Breaking News: Estate of Todd W. Shultz, et al. v. Gregory T. Hadfield, et al. (Click Here)
In a 41-page memorandum, federal Middle District Judge, John E. Jones, III, denied the motion of Gregory T. Hadfield, James A. Miller, and Springettsbury Township, to dismiss the $8 million civil rights lawsuit resulting from the December 29, 2012, officer involved fatal shooting of Todd W. Shultz. The shooting took place outside of Kmart, 1094 Haines Road, during an attempt to arrest Shultz for retail theft.
Shultz produced a common table knife and a pair of scissors, and walked toward Hadfield and Miller, at which time they fired four bullets into the front of his body. In the federal lawsuit filed by national civil rights attorney, Devon M. Jacob, of Jacob Litigation, it is alleged that upon being impacted by the four bullets – which did not cause fatal injuries – Shultz stopped walking and turned away from Hadfield and Miller. Jacob claims that when Shultz did not comply with repeated directions to “drop it,” Hadfield and Miller fired eleven (11) more bullets into Shultz’s side and back, and continued firing, even after Shultz dropped the knife. In denying the motion to dismiss the excessive force claim, Judge Jones stated, “We find the allegation plausible that Shultz was not ‘advancing’ toward Kmart in a threatening manner but was in a state of shock and stumbling sideways toward the Kmart entrance.”
For over five minutes, Township officers left Shultz to bleed to death on the pavement until the ambulance arrived. In denying the motion to dismiss the denial of medical care claim, Judge Jones stated, “we find the allegations that no officer checked for a pulse for at least two minutes and that no Township police officers, including Defendants Hadfield and Miller, provided any emergency care on the scene after Shultz had been shot numerous times to plausibly show either intentional refusal to provide such care or delay for non-medical reasons.”
In refusing to dismiss former police chief Thomas H. Hyers from the case, Judge Jones stated,
“we find that Plaintiffs have adequately alleged that Defendant Hyers had knowledge of and acquiesced in Defendant Hadfield and Millers’ alleged excessive use of force. Taking the facts as alleged as true, Defendant Hyers knew that Defendant Hadfield had a prior pattern of aggressive and possibly unlawful behavior that warranted additional training or supervision. The two previous excessive force cases put Hyers on notice that at least Hadfield needed additional training on use of force.
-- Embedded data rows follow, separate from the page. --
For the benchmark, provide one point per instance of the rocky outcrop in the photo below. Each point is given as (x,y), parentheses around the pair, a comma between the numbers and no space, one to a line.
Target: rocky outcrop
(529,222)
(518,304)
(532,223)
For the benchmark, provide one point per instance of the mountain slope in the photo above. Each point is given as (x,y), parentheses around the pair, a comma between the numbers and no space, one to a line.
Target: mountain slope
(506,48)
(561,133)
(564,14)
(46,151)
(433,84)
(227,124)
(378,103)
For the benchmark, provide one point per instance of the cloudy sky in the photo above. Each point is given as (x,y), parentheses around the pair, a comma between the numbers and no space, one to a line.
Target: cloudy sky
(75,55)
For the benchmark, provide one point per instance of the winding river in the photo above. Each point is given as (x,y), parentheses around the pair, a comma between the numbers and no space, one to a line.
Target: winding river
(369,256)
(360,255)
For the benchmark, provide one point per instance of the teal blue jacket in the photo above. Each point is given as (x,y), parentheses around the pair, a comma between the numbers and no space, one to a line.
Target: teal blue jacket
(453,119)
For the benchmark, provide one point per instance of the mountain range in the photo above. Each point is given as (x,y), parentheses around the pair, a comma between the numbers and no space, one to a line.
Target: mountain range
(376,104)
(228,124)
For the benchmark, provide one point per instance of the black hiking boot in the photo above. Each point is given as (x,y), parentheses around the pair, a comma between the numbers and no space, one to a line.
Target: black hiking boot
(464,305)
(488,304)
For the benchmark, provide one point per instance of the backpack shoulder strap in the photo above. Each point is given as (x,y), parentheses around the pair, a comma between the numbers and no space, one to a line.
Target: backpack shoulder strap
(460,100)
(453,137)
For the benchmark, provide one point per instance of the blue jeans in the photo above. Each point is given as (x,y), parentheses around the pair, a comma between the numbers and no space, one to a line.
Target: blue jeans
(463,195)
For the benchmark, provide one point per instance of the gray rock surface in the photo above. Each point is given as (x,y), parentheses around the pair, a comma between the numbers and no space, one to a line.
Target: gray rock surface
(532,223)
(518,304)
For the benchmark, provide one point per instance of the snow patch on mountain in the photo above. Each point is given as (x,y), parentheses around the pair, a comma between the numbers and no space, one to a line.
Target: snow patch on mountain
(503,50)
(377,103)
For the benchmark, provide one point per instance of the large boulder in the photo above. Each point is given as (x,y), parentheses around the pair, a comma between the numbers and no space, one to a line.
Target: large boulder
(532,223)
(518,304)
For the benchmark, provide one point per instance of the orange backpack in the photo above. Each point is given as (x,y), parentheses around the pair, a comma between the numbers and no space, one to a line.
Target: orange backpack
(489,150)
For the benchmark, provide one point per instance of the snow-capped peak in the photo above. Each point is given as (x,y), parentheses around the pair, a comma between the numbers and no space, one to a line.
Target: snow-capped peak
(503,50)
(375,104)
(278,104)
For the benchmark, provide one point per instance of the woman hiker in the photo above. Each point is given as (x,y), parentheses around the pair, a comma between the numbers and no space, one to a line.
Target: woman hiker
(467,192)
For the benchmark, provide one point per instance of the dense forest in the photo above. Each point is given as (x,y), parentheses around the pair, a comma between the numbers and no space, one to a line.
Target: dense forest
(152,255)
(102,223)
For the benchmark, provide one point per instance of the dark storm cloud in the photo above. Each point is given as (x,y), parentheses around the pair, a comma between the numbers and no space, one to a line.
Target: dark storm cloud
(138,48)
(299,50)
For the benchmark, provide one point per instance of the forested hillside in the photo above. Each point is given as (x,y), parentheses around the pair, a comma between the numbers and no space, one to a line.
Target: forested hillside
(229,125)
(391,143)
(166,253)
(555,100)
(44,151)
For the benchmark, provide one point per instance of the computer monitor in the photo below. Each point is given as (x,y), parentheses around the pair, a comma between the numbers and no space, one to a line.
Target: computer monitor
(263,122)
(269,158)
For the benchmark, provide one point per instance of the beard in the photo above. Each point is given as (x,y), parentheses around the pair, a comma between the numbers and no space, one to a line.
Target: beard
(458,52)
Although those cases settled prior to a decision on the merits, the expensive settlements do indicate, making all inferences in Plaintiffs’ favor as we must, that the Defendant Township in those cases was not confident in the legal justification for Defendant Hadfield’s actions. Plaintiffs allege that even though Defendant Hyers conducted an internal affairs investigation after the filing of those two previous cases, Defendant Hadfield was never disciplined or retrained. We conclude that these allegations of Defendant Hyer’s actions can reasonably be construed as a message of approval of Defendant Hadfield’s conduct.”
Likewise, in denying Springettsbury Township’s motion to dismiss, Judge Jones stated, “the facts as alleged adequately show that the Defendant Township was on notice of previous incidents allegedly involving excessive force, failed to take appropriate action such as disciplining or retraining the officers on use of force, and that Shultz’s death resulted.”
“I have long predicted this result,” said Jacob, when asked about the Court’s decision. “Judge Jones is an experienced judge who understands clearly established law,” commented Jacob. “It is unfortunate that the Defendants continue to waste the public’s money defending its bad conduct. The only way to close this dark chapter in the Township’s history, and to ever earn the public’s trust, is to settle this case and to institute much needed reforms.”
While denying the Township Defendants’ motions to dismiss, the Court granted the County’s motion, noting, “Plaintiffs have alleged no facts showing that Defendant Kearney possessed any manner of supervisory authority over Township police officers, nor have Plaintiffs offered any case law in support of this position.” When asked about the dismissal of the claims against the County, Jacob stated, “the Commonwealth’s Attorney’s Act of 1850, 71 P.S. §732-206(a), provides, “‘the district attorney shall be the chief law enforcement officer for the county in which he is elected.’ The fact that Kearney never exercised his authority to supervise should not be a defense. However, the Shultz family does not desire to waste any more time litigating an issue that can be remedied at the ballot box. Instead, the Shultz family will focus on prosecuting the claims against the Township Defendants.”